Berikut adalah beberapa konsep pendapatan nasional :

• Produk Domestik Bruto (GDP)
Produk domestik bruto (Gross Domestic Product) merupakan jumlah produk berupa barang dan jasa yang dihasilkan oleh unit-unit produksi di dalam batas wilayah suatu negara (domestik) selama satu tahun. Dalam perhitungan GDP ini, termasuk juga hasil produksi barang dan jasa yang dihasilkan oleh perusahaan/orang asing yang beroperasi di wilayah negara yang bersangkutan. Barang-barang yang dihasilkan termasuk barang modal yang belum diperhitungkan penyusutannya, karenanya jumlah yang didapatkan dari GDP dianggap bersifat bruto/kotor.

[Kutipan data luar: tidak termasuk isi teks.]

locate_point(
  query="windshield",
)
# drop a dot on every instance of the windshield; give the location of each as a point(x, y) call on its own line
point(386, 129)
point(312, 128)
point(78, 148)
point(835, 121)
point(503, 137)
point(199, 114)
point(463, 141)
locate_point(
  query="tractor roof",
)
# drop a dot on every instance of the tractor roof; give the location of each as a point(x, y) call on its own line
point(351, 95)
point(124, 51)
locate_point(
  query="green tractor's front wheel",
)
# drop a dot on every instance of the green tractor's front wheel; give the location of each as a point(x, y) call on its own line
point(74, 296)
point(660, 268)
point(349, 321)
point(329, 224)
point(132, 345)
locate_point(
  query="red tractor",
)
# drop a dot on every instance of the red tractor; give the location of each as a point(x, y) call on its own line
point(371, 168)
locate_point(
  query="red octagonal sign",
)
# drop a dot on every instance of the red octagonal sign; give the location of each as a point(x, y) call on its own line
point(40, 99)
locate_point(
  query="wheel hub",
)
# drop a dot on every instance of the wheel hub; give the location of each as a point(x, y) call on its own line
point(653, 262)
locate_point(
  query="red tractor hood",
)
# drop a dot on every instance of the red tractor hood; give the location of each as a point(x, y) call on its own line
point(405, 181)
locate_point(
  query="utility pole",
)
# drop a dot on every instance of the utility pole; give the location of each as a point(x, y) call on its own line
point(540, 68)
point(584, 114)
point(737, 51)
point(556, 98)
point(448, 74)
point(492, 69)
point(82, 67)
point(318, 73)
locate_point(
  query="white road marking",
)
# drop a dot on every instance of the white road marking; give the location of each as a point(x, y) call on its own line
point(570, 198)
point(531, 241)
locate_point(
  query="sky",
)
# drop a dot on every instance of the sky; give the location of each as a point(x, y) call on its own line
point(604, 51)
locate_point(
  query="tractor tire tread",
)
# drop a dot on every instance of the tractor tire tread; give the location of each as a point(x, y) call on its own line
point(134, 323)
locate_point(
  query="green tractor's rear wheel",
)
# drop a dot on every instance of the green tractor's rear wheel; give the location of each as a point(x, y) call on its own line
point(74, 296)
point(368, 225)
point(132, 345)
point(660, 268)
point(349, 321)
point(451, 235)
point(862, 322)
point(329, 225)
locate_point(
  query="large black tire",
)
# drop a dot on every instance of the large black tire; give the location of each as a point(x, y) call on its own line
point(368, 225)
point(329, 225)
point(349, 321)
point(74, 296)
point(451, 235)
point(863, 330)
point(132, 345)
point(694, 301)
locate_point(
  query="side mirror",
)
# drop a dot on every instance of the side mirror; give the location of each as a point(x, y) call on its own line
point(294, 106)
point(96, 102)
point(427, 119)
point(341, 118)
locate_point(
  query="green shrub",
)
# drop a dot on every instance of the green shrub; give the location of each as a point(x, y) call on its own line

Pendapatan nasional merupakan salah satu ukuran pertumbuhan ekonomi suatu negara

• Produk Nasional Bruto (GNP)
Produk Nasional Bruto (Gross National Product) atau PNB meliputi nilai produk berupa barang dan jasa yang dihasilkan oleh penduduk suatu negara (nasional) selama satu tahun; termasuk hasil produksi barang dan jasa yang dihasilkan oleh warga negara yang berada di luar negeri, tetapi tidak termasuk hasil produksi perusahaan asing yang beroperasi di wilayah negara tersebut.

• Produk Nasional Neto (NNP)
Produk Nasional Neto (Net National Product) adalah GNP dikurangi depresiasi atau penyusutan barang modal (sering pula disebut replacement). Replacement penggantian barang modal/penyusutan bagi peralatan produski yang dipakai dalam proses produksi umumnya bersifat taksiran sehingga mungkin saja kurang tepat dan dapat menimbulkan kesalahan meskipun relatif kecil.

• Pendapatan Nasional Neto (NNI)
Pendapatan Nasional Neto (Net National Income) adalah pendapatan yang dihitung menurut jumlah balas jasa yang diterima oleh masyarakat sebagai pemilik faktor produksi. Besarnya NNI dapat diperoleh dari NNP dikurang pajak tidak langsung. Yang dimaksud pajak tidak langsung adalah pajak yang bebannya dapat dialihkan kepada pihak lain seperti pajak penjualan, pajak hadiah, dll.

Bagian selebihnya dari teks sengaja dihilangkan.